Ta niewielka książnica dzięki jej kierownictwu i zaangażowanym pracownikom żyje tym, co się dzieje na rynku wydawniczym. W miarę posiadanych środków systematycznie zakupywane są nowości książkowe. Równie ważną sferą działalności placówki są spotkania z autorami. Pod koniec marca do olszyńskiej biblioteki zawitał Kazimierz Kiljan, człowiek o szerokich zainteresowaniach twórczych. Pisze wiersze, powieści, monodramy, maluje, fotografuje, nie jest mu również obca grafika i linoryt. Mieszkańcy Olszyny, którym bliskie jest piękno słowa pisanego skorzystali z zaproszenia, by wysłuchać tego, co autor ma do powiedzenia swoim czytelnikom, jak również wypytać o szczegóły pracy twórczej. Cieszy fakt, że na spotkanie do olszyńskiej książnicy przybyli nie tylko dorośli, ale również młodzież i dzieci. Te ostatnie za namową swoich nauczycieli, którzy dbają o rozwój intelektualny swoich uczniów.
Wśród osób, które chciały spotkać się z Kazimierzem Kiljanem była też pani Ania z córką.
- Ciekawa byłam autora powieści, którą szczerze mówiąc dostałam „spod lady” – mówi pani Ania, dodając żartem. - Należę do pokolenia, która uważa, że to, co spod lady jest dużo lepsze od tego, co powszechnie dostępne.

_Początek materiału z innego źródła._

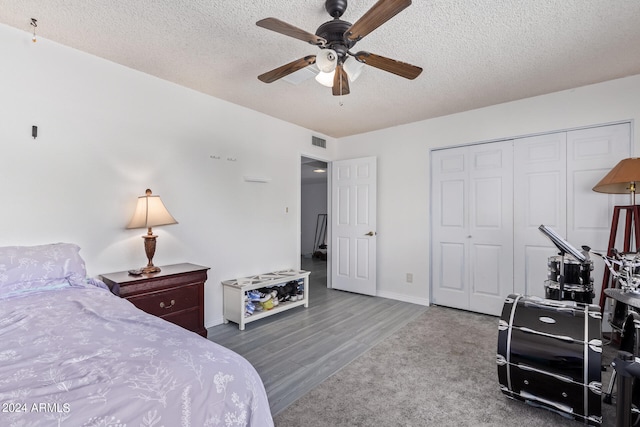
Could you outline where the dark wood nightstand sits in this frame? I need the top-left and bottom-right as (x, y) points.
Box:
(100, 263), (209, 337)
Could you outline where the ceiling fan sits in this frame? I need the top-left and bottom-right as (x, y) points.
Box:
(256, 0), (423, 96)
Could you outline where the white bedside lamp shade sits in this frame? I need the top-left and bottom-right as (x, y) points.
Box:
(127, 189), (177, 274)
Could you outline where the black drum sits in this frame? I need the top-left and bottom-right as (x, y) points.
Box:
(544, 281), (594, 304)
(621, 311), (640, 355)
(497, 294), (602, 425)
(609, 299), (630, 333)
(547, 255), (593, 286)
(620, 311), (640, 411)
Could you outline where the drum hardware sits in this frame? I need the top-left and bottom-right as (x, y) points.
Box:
(593, 250), (640, 294)
(610, 351), (640, 427)
(539, 225), (595, 304)
(603, 292), (640, 411)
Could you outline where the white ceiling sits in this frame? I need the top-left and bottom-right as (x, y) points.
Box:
(2, 0), (640, 138)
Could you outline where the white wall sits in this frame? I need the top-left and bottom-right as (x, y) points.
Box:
(335, 74), (640, 306)
(0, 23), (336, 327)
(4, 21), (640, 322)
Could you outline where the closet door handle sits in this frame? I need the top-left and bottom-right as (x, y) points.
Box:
(365, 231), (377, 236)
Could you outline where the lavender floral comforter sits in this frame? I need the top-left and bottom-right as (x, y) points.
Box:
(0, 284), (273, 426)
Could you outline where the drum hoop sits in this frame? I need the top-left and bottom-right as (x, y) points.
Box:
(505, 294), (522, 392)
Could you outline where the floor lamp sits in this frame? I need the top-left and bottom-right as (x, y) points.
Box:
(592, 158), (640, 311)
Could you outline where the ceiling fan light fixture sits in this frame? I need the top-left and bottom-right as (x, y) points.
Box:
(315, 70), (335, 87)
(343, 56), (364, 82)
(316, 49), (338, 73)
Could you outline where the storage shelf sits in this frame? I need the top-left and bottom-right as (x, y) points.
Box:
(222, 269), (310, 330)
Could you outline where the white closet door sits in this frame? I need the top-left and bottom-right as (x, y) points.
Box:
(431, 142), (514, 315)
(467, 142), (514, 314)
(567, 123), (631, 304)
(513, 132), (567, 298)
(431, 122), (631, 316)
(431, 147), (469, 311)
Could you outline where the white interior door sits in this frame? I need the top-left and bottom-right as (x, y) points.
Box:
(331, 156), (377, 296)
(431, 142), (514, 315)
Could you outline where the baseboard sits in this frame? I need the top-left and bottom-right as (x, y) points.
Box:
(205, 315), (226, 330)
(376, 290), (430, 306)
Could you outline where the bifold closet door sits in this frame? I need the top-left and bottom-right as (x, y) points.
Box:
(432, 122), (630, 316)
(513, 132), (567, 298)
(566, 123), (631, 303)
(431, 141), (514, 315)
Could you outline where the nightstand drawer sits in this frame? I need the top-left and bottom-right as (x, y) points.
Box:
(162, 308), (201, 333)
(127, 284), (199, 317)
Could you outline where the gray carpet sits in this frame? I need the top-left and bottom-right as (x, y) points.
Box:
(274, 305), (618, 426)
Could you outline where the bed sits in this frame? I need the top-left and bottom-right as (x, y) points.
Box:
(0, 243), (274, 426)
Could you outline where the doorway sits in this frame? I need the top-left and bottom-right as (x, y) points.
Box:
(301, 156), (329, 287)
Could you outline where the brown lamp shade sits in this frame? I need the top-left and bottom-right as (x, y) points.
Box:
(592, 158), (640, 194)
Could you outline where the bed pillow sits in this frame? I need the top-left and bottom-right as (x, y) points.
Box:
(0, 243), (87, 297)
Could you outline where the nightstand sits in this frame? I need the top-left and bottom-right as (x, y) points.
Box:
(100, 263), (209, 337)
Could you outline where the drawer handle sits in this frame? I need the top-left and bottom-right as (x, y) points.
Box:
(159, 300), (176, 309)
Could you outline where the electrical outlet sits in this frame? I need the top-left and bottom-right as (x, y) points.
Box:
(406, 273), (413, 283)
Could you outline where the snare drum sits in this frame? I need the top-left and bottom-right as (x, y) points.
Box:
(497, 294), (602, 425)
(544, 281), (594, 304)
(547, 254), (593, 287)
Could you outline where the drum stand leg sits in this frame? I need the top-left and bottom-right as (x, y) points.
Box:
(605, 370), (617, 404)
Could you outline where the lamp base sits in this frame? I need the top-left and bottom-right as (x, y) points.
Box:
(141, 265), (161, 274)
(141, 233), (161, 275)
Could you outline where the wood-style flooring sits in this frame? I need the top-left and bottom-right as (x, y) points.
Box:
(207, 257), (429, 416)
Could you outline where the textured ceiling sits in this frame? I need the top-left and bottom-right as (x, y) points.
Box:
(2, 0), (640, 138)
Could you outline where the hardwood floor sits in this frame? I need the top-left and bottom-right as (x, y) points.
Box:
(207, 257), (429, 416)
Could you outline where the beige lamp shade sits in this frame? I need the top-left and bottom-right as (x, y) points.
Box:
(127, 189), (178, 229)
(592, 158), (640, 194)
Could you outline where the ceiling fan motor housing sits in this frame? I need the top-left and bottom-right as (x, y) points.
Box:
(315, 19), (355, 62)
(325, 0), (348, 18)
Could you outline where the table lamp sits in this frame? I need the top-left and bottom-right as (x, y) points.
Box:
(593, 158), (640, 205)
(592, 158), (640, 310)
(127, 189), (177, 274)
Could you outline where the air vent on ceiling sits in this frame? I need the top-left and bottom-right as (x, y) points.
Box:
(312, 136), (326, 148)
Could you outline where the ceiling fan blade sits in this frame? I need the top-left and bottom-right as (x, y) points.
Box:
(353, 51), (422, 79)
(346, 0), (412, 42)
(258, 56), (317, 83)
(332, 65), (350, 96)
(257, 18), (326, 46)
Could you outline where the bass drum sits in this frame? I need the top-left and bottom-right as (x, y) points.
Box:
(497, 294), (602, 425)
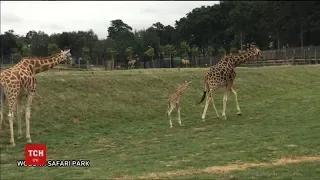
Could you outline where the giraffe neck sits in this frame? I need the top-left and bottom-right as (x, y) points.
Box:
(31, 52), (65, 74)
(232, 50), (257, 67)
(176, 83), (189, 93)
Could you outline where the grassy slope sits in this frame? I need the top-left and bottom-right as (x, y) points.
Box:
(0, 65), (319, 179)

I nie rozczarowałam się.
Córka pani Ani również jest ze spotkania bardzo zadowolona - choć jako gimnazjalistka, będąca w wieku burzenia wszelkich autorytetów, uważa, że warto było przyjść i posłuchać. Wprawdzie sama chętniej czyta literaturę fantasy, to – jak twierdzi – nie zaszkodzi poznać autora książek obyczajowych. Być może w przyszłości sięgnie i po ten gatunek literacki.
Dwugodzinne spotkanie minęło nad podziw szybko, a w kuluarach, długo jeszcze rozmawiano o aktualnej kondycji czytelnictwa, o olszyńskiej bibliotece, która – mimo dość skromnych warunków lokalowych – działa świetnie. Kazimierz Kiljan, dziękując za zaproszenie, życzył placówce dalszego rozwoju, począwszy od nowej lokalizacji, po systematyczne wzbogacanie księgozbioru.